Each of us over the course of our lives enacts the journey that we see in the first followers of Jesus trying to become ‘church’. The ecclesia –a gathering of believers who would now try to recreate/to tell Jesus’ life, his words, what he taught and what he believed. Their goal to form their identity based on the life of Jesus.
For us too today it is a matter of forming an identity. An identity we need to form and formulate anew as we grow in knowledge and awareness of our spirits as they join with the deepest God-centered self, which is Christ. We are Spirit led. Our creative spirituality is an incarnate spirituality. It is enfleshed in our bodies as we embody the Spirit of Christ.(1 Cor. 15:45) As we make our final march to Holy Week and to Easter, we embody his Spirit, left as legacy and identity.

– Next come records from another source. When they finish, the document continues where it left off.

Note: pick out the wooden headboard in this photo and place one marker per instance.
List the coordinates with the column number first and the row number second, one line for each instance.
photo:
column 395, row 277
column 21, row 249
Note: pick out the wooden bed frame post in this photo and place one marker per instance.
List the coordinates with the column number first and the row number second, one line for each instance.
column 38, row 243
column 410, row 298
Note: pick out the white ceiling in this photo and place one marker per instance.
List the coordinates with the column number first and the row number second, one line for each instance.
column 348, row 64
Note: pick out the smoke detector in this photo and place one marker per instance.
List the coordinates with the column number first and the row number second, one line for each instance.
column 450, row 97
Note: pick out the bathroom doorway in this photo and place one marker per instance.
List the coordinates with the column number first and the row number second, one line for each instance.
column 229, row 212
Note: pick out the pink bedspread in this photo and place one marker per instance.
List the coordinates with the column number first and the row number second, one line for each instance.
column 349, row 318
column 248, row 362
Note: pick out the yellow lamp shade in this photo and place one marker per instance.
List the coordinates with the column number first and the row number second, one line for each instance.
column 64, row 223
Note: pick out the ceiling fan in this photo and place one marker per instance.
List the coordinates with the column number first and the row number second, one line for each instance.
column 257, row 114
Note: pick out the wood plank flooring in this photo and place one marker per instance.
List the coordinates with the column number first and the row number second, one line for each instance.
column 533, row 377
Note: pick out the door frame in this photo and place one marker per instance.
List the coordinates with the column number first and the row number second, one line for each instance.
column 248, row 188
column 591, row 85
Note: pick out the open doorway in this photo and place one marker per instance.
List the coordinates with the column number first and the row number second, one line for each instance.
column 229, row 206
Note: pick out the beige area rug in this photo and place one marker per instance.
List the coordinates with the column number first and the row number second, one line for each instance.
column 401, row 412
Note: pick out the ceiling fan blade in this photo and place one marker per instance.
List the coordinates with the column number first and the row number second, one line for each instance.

He made his journey from the green hills of Galilee to the teeming metropolis of Jerusalem, to the shores of the Jordan, from the Kidron Valley, along with his those who loved him, committed to a journey they had no idea where it would lead them. It was enough to be with him. For us too, it is enough to be with him.
His life was a journey. He continues to journey with us as we make our unique identities in the world. It is a promise kept. It is the promise of the coming to be of God in the human heart because he was the human heart of Jesus. A human and sacred heart that is enough.